Did you have a role model or mentor? What are the lessons they taught you?
My parents are my role models. They instilled in me the value of hard work, dignity and responsibility. My parents worked very hard to provide us with a good education. My parents always said that the only thing that they could leave us was our education. Hindi ito mananakaw.
My father also encouraged me to be a lawyer. My parents had absolute faith and confidence in me. They said that I just had to work hard at it. So now, I do know that if you have the courage to try it and have the faith to believe in it, you will achieve your goal.
What’s your advice for women to advance professionally?
One has to continuously strive to be excellent at her craft. Learning never stops. You also have to fight for what is due you. Nothing is ever handed on a silver platter.
What is your secret in balancing career and family/personal life? How hard was it for you and what was the breakthrough moment when you said, “I got this!”
I have been a lawyer for almost 27 years now. I am married for 25 years and with three beautiful children. Our eldest is 23 years old and is now a senior at UCLA. The two are in DLSU and Ateneo. Masaya naman daw sila.Hindi naman sila nag rerebelde. So, I guess that means I did pretty well as a wife and mom.

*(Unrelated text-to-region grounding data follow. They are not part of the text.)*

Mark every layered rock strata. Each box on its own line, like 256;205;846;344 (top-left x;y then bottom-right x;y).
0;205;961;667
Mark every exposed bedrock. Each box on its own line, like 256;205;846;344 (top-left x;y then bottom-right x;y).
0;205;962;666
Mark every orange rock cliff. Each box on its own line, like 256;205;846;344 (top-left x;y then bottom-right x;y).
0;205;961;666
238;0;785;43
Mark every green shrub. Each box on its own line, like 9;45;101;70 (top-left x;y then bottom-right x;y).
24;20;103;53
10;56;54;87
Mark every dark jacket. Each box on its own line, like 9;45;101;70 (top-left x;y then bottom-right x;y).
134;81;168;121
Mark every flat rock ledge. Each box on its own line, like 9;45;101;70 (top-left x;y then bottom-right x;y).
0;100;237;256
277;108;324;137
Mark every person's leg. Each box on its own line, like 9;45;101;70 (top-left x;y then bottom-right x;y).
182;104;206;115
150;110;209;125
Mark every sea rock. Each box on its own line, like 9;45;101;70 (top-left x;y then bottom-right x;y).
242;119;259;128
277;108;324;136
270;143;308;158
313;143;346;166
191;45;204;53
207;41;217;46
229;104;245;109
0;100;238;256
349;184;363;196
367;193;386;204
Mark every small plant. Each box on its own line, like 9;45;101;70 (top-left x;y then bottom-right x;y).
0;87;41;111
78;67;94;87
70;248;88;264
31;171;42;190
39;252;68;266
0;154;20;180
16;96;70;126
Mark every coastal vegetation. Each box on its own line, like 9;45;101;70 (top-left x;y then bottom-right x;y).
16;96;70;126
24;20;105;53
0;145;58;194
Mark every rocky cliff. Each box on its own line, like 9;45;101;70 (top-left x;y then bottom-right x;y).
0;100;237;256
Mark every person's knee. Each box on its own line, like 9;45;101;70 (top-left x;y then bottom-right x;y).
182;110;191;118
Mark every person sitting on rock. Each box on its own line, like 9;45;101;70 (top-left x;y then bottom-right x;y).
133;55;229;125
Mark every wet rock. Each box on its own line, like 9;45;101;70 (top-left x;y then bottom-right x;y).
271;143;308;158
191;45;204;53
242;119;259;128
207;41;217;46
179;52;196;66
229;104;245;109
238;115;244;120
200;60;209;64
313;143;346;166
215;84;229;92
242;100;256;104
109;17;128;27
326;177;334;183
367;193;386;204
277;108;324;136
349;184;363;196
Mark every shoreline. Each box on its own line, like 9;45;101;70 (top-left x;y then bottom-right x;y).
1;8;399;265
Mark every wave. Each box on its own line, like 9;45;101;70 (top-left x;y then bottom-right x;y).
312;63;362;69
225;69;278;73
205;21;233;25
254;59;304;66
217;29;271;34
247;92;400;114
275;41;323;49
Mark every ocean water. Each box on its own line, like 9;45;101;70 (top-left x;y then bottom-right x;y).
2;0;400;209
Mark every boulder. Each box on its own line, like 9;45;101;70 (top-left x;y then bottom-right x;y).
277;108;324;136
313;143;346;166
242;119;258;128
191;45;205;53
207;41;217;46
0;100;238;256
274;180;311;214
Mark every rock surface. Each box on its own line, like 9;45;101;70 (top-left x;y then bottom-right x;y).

I really had to balance my career and family life. It was difficult especially when the children were very young. I was able to balance it by working efficiently. Weekends are, as much as possible, sacred and dedicated to the family. I was able to do this because I had help at home from fellow women. Our manangs took care of our children while I was at work.
Law is a great profession for women. The infrastructure allows us to excel based on merits. The limit is only the limit we either set for ourselves or the limit we allow others to set for ourselves.
I was also blessed with a husband who is a firm believer of equality between men and women. Since he is also a lawyer, he understood the demands of the work. He was, and is, an amazing father. We share our duties as parents.
One day, I overheard my young daughter who was probably 8 or 9 years old talking to her friend who was being bullied in school. My daughter said to her friend, “You should not let her do that to you. And if she (the bully) continues to do that, I will ask my mom to get a restraining order against her.” She understood that I defended people’s rights and that through my work, I can protect her and even her friend. So I felt less guilty about going to work.
My “I got this” moment was when we set up Vasquez Bretaña and Sibal-Pulido Law Office (VBSP Law) together with my two partners. I am the youngest partner in firm, but we are equal partners. Initially, the proposal was for me to have a slightly less share in the partnership to acknowledge seniority. However, it was important for me that I be treated and acknowledged as an equal. I had enough experience and expertise in my practice. In the end, they agreed with me. I am happy and privileged to be able to establish a firm that values and promotes the fundamental equality of men and women.